Leitsatz (amtlich)
Bei einstweiligen Verfügungsverfahren in Wettbewerbssachen, in denen die Verwendung einer nicht den Anforderungen der §§ 312c Abs. 1 Satz 1, 355 Abs. 2 Satz 2 BGB entsprechenden Widerrufsbelehrung untersagt werden soll, kann bei der Bemessung des Streitwerts von einem Richtwert von 3.000 EUR ausgegangen werden.
Normenkette
BGB § 312c Abs. 1 S. 1, § 355 Abs. 2 S. 2; ZPO § 3
Verfahrensgang
LG Hildesheim (Beschluss vom 18.09.2007; Aktenzeichen 11 O 35/07) |
Tenor
Auf die Beschwerde des Verfügungsbeklagten wird der Beschluss der 2. Kammer für Handelssachen des LG Hildesheim vom 18.9.2007 abgeändert.
Der Streitwert wird auf 3.000 EUR festgesetzt.
Gründe
Die gem. § 68 Abs. 1 Satz 1 GKG statthafte und auch im Übrigen zulässige Beschwerde hat Erfolg. Das Interesse der Verfügungsklägerin am Erlass der einstweiligen Verfügung erscheint mit einem Streitwert von 3.000 EUR ausreichend bemessen.
Bei der Bestimmung des klägerischen Interesses sind u.a. zu berücksichtigen die Gefahr der Beeinträchtigung des verletzten Mitbewerbers durch die angegriffene Wettbewerbshandlung (vgl. Schneider/Herget, Streitwertkommentar für den Zivilprozess, 12. Aufl., Rz. 2369 f.) sowie Art und Umfang der Streitsache, vgl. § 12 Abs. 4 UWG. Unter Berücksichtigung dieser Umstände erscheint dem Senat vorliegend ein Streitwert von 3.000 EUR als angemessen.

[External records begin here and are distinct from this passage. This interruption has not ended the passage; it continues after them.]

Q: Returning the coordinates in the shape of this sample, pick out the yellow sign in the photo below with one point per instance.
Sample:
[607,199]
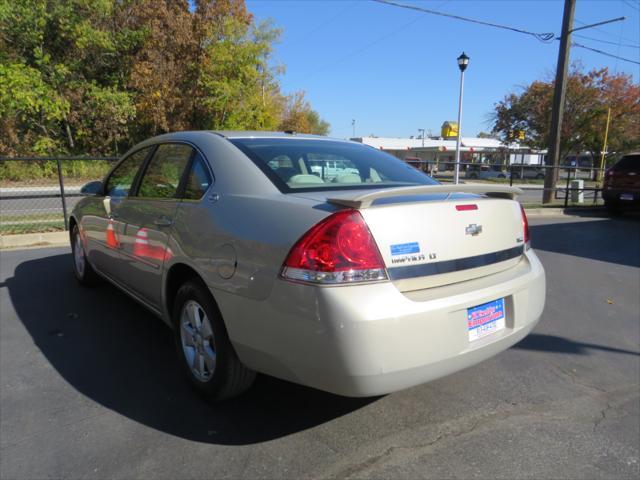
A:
[449,129]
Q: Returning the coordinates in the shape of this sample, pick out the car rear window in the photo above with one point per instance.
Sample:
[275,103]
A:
[316,165]
[628,162]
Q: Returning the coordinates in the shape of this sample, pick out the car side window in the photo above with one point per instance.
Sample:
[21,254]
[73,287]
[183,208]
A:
[199,179]
[162,176]
[121,179]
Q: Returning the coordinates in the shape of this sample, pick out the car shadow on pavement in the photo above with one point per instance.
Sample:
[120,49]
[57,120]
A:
[121,356]
[554,344]
[614,240]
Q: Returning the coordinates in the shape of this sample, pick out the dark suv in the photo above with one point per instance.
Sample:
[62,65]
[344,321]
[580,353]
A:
[621,187]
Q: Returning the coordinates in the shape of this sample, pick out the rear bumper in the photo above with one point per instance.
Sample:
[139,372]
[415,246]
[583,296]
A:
[372,339]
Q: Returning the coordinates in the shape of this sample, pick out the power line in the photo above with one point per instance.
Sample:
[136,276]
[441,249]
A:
[606,41]
[368,45]
[607,33]
[574,44]
[543,37]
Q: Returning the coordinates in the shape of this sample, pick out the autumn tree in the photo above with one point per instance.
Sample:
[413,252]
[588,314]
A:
[61,75]
[299,117]
[589,96]
[96,76]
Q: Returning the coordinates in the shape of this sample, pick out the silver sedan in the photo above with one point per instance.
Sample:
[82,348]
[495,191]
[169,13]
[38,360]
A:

1. Die Verfügungsklägerin wendet sich dagegen, dass der Verfügungsbeklagte in seinem Internetauftritt eine nicht den Anforderungen der §§ 312c Abs. 1 Satz 1, 355 Abs. 2 Satz 2 BGB entsprechende Widerrufsbelehrung verwende. Ein derartiger Wettbewerbsverstoß wird die geschäftlichen Belange des verletzten Mitbewerbers nach Einschätzung des Senats in aller Regel nur unwesentlich beeinträchtigen. An der Erfüllung der entsprechenden gesetzlichen Verpflichtungen besteht zwar zum Schutze der Verbraucher ein erhebliches Allgemeininteresse, weshalb Widerhandlungen regelmäßig die Bagatellgrenze des § 3 UWG überschreiten. Die Interessenlage des Mitbewerbers, die die Streitwertbemessung für einen Unterlassungsanspruch nach § 8 Abs. 3 Nr. 1 UWG maßgeblich beeinflusst, wird durch einen solchen Wettbewerbsverstoß jedoch nur unwesentlich berührt. Der Umstand, dass eine Widerrufsbelehrung inhaltlich nicht den gesetzlichen Vorschriften entspricht, erscheint dem Senat nämlich lediglich als bedingt geeignet, die Kaufentscheidung des Verbrauchers zugunsten des Verletzers und zum Nachteil seiner sich gesetzestreu verhaltenden Konkurrenten zu beeinflussen. In der Regel wird der Verbraucher seine Kaufentscheidung nicht von der konkreten Ausgestaltung der Widerrufsbelehrung abhängig machen, zumal fraglich sein dürfte, ob der durchschnittliche, rechtlich nicht vorbelastete Verbraucher den gesetzlich vorgeschriebenen Inhalt einer Widerrufsbelehrung überhaupt kennt (vgl. dazu auch OLG Frankfurt, Beschl. v. 17.8.2006 - 6 W 117/06). Auch dass der Verletzer durch Verwendung einer zu kurzen Widerrufsfrist deshalb nennenswerte wirtschaftliche Vorteile erlangen wird, weil einzelne Verbraucher aufgrund dieser Belehrung einen im Falle der Verwendung einer inhaltlich zutreffenden Widerrufsbelehrung getätigten Widerruf nicht vornehmen, erscheint dem Senat als eher fernliegend.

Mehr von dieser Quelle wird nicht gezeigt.